Yeah North1. Having sat on a drill then a sprayer most of last week I sure understand the farmer/ranchers expenses! And being retired, I don't have to pay the bills, just help fix and drive the equipment with my rancher friends. But wow, is that stuff NOT cheap! So go ahead and ventilate!
IMO our national debt underscores the point that we have to stop borrowing billions to support foreign wars, (Iraq cost us a little more than a billion per day for several years and the costs are still mounting) and STOP ALL GOVT WASTE! As much as possible at least. 
Historically it seems that every govt around the world that has supported some kind of austerity program lasts till the next election, then gets booted out. IMO people nowadays are too spoiled, and the second theory have to so without, heads will roll! One example - 
The other day while cutting my lawn listening to music from an Internet website I heard 5 ads for of all places THE BISMARCK AIRPORT!!!! "Giving you blue skies every day". Over and over! Talk about waste! Who are they advertising for and how much is s stupid decision like that costing us? are you going to take a 747 to Europe out of Mandan or Linton??? AAHHH!!! I've been complaining about this waste for years! What's next?? Advertising for I-94 to maybe the national weather service? I'm sure North1 could use a bit odd that money for his supplies rather than some internet company.....I eras always taught to look after the pennies and. Ickes and the dollars will follow>
Anyway, I don't know much about international finance but it is not as easy as simply owing China - apparently a lot off the debt we hear about is to the American People themselves in all sorts of ways. Anyway, the whole system of international mon start stuff is complicated and. Not as simple as just going to the bank (China) and borrowing money. China does the same and their economy is in trouble, too. Valuation of their m only and all that......but our politicians love to keep us taxpayers in the dark about how it works. And distort and spin the real story. Anything to try to get votes! Which Liar do you believe, because I sure don't understand how it works and I doubt I'll learn anything from the Internet or talk shows these days! For sure....
IMO you are correct about Hillary, but I'm anything but convinced that Trump is not even worse! I truly wish there was another choice. A horrible state of affairs, IMHO!


----------



## north1 (Nov 9, 2010)

I am just so very disheartened by this country, its political leaders and yes, its citizenry. How many millions have voted for a woman whose husband had oral sex with an intern in the white house and she helped cover it up along with all the others he was involved with. Just to stick with him to retain power and money. Every CIA official I have seen speak about the email scandal have stated if it were them they would have been stripped of all their credentials, fired and brought up on charges. Yet, here she is being endorsed the current president whose justice department is supposed to be investigating her. It would make Nixon blush and then be proud.

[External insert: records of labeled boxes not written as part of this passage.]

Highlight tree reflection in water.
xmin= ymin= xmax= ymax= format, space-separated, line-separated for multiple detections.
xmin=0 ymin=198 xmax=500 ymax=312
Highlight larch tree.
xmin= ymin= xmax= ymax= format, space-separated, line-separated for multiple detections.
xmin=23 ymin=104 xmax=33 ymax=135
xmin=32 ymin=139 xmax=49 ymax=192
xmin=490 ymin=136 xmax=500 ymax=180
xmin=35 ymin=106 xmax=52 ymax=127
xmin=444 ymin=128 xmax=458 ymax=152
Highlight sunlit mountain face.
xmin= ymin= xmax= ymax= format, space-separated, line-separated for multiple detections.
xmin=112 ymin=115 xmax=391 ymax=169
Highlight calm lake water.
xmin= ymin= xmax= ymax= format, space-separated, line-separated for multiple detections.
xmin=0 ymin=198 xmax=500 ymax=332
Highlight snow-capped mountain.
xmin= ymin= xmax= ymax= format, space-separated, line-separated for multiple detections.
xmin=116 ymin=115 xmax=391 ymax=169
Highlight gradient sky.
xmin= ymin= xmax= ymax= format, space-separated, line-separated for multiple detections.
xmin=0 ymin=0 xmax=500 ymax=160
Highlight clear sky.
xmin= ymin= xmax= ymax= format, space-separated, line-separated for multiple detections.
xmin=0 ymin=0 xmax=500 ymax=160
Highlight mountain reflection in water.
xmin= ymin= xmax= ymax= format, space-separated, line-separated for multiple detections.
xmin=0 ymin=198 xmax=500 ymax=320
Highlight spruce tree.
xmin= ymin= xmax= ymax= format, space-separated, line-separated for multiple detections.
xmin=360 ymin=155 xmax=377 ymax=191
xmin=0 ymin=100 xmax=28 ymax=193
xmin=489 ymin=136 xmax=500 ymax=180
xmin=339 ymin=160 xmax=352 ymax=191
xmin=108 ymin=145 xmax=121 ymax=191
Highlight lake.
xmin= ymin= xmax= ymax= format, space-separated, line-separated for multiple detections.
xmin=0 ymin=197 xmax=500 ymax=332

Then we have a petulant, brooding, babbling child in Trump who has absolutely no filter. Who really knows what he stands for or will do if a miracle happened and he were to be elected. Out of 17 candidates this is what the citizenry chose. Really!!

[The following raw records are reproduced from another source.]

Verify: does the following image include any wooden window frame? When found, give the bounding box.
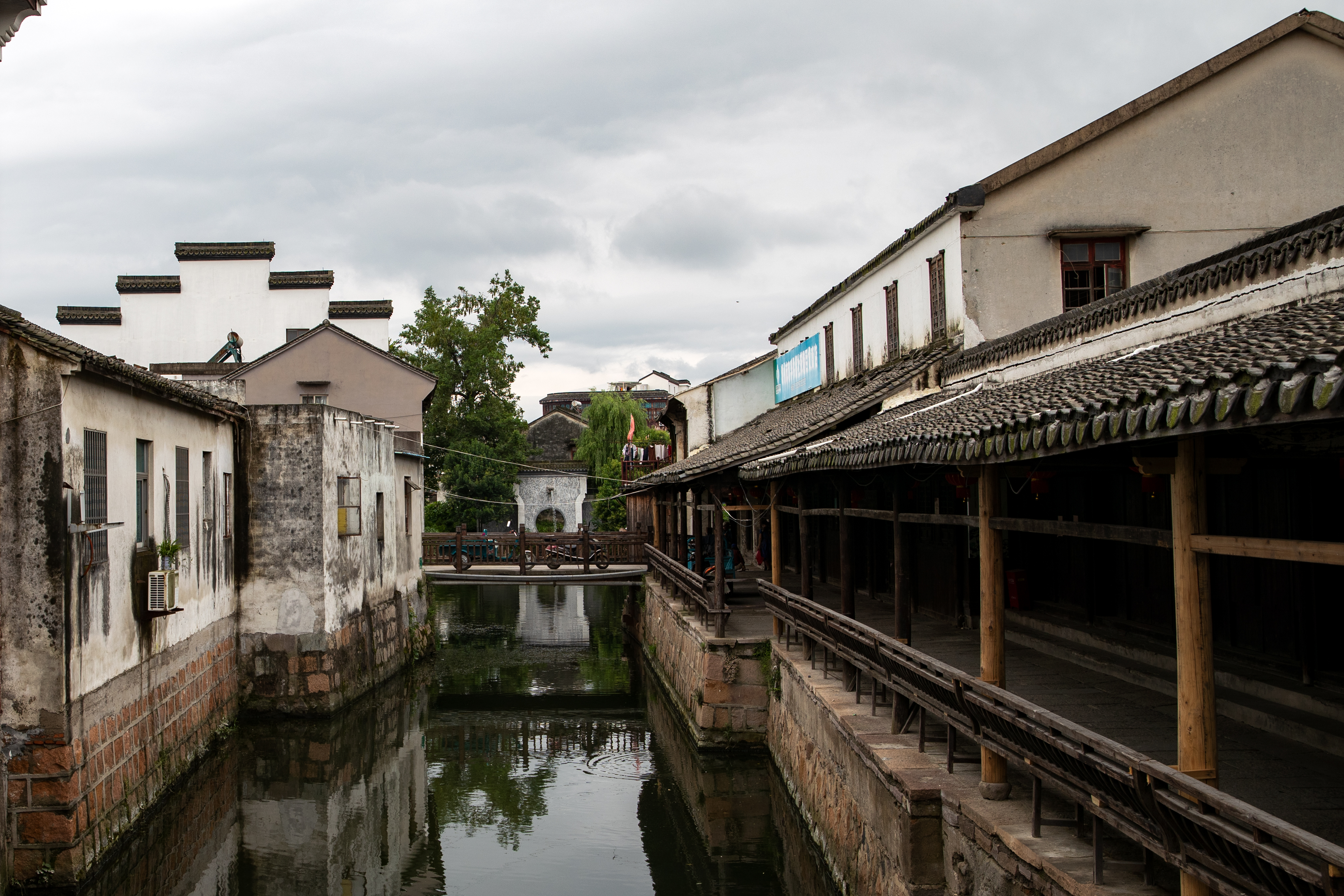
[882,281,900,360]
[336,476,364,536]
[1059,236,1129,312]
[821,324,836,385]
[925,248,948,341]
[172,445,191,548]
[849,302,863,373]
[79,430,107,563]
[219,473,234,539]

I seriously and sadly think it doesn't matter at this point. I really wish I had the means to cash out and move somewhere. A cabin in the wilderness away from all the insanity, selfishness, bigotry, and complete lack of common sense. Todays citizens don't deserve what this country once was(I don't mean all of them). We need, GOD forbid a serious depression. The type where you don't know where your next meal is coming from. Maybe that would shock people back to reality and what is really important. Start over and build back the country of 1950ish and before. Otherwise IMHO we are pre-collapse Rome. Very close to pre-collapse. The barbarians are at the border and they ain't Mexicans or ISIS. They are us. We are rotting from within.


----------



## KEN W (Feb 22, 2002)

Why buy from any of those stores when you can buy on-line? And a lot of times at a lower price. And it is delivered to your door. The only reason to buy in the store is that it is easier to return. People aren't spending less money. They are choosing where they spend it.

Are these companies losing jobs? Yes they are. But some of that is their own fault. Go on-line to Walmart and if the store doesn't have what you want.....you can order it through one of their "partners." Doing this doesn't require a stocking clerks,warehouse personnel, cashier, etc. Most jobs at those Big Box Stores are lower paying. Those people that are losing their jobs can easily find another at the same wages.

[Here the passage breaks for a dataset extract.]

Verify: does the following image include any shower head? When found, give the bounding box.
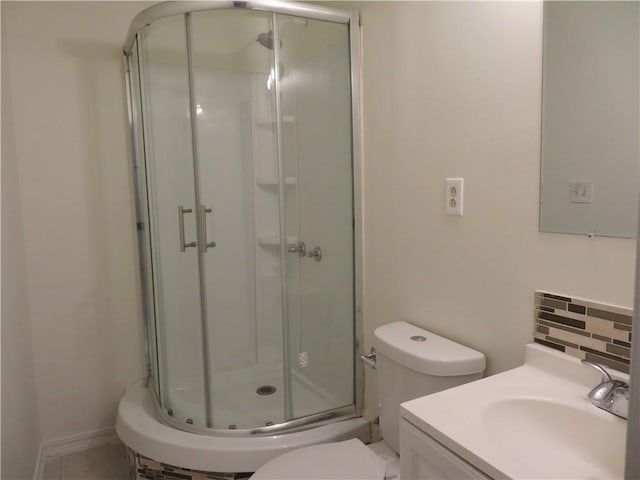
[256,30,282,50]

I live just outside of Fargo. Pretty much service jobs are available all over town. Help wanted signs are everywhere. I work part time at the biggest grocery store in Fargo. They can't find enough workers to be fully employed.

All this gloom and doom isn't happening. We are not going back to the 1950's. Are we losing jobs? Yes.....and we should not be allowing companies to take their jobs overseas w/o some kind of penalty. Most of you guys are conservative Republicans. Business leaning. How do you propose stopping this from happening? And keeping these jobs from leaving the country?


----------



## Habitat Hugger (Jan 19, 2005)

Ken, you are a good person to ask this question. Every time I see one of those self checkout things my blood pressure goes UP! I have a couple of old patients that are old, sick pretty decrepit, one on a wheelchair on oxygen, another barely able to walk without a walker, in congestive heart failure, etc. BOTH are still operating checkouts, still having a job as they had worked there for years one told me. If they hadn't been grandfathered in, they would be unemployed, on welfare, etc. 
so every time I see a self checkout I see red and absolutely refuse to use them. They are great unemployment producers, and by using them, the big stores are IMHO contributing to unemployment. To a certain extent, even ATMs could fall into that category, though they are convenient and do require workers to keep them going.
Was up in Canada this weekend, and almost every gas station employed people who pump your gas, wash Windows, etc. 
not that I'm saying get rid of,every machine that contributes to unemployment, but my point is that a lot of machines do contribute to unemploying people who are more or less unemployable, and force a lot of would be workers onto the bread lines. 
What do you think about these self checkouts? Just curious.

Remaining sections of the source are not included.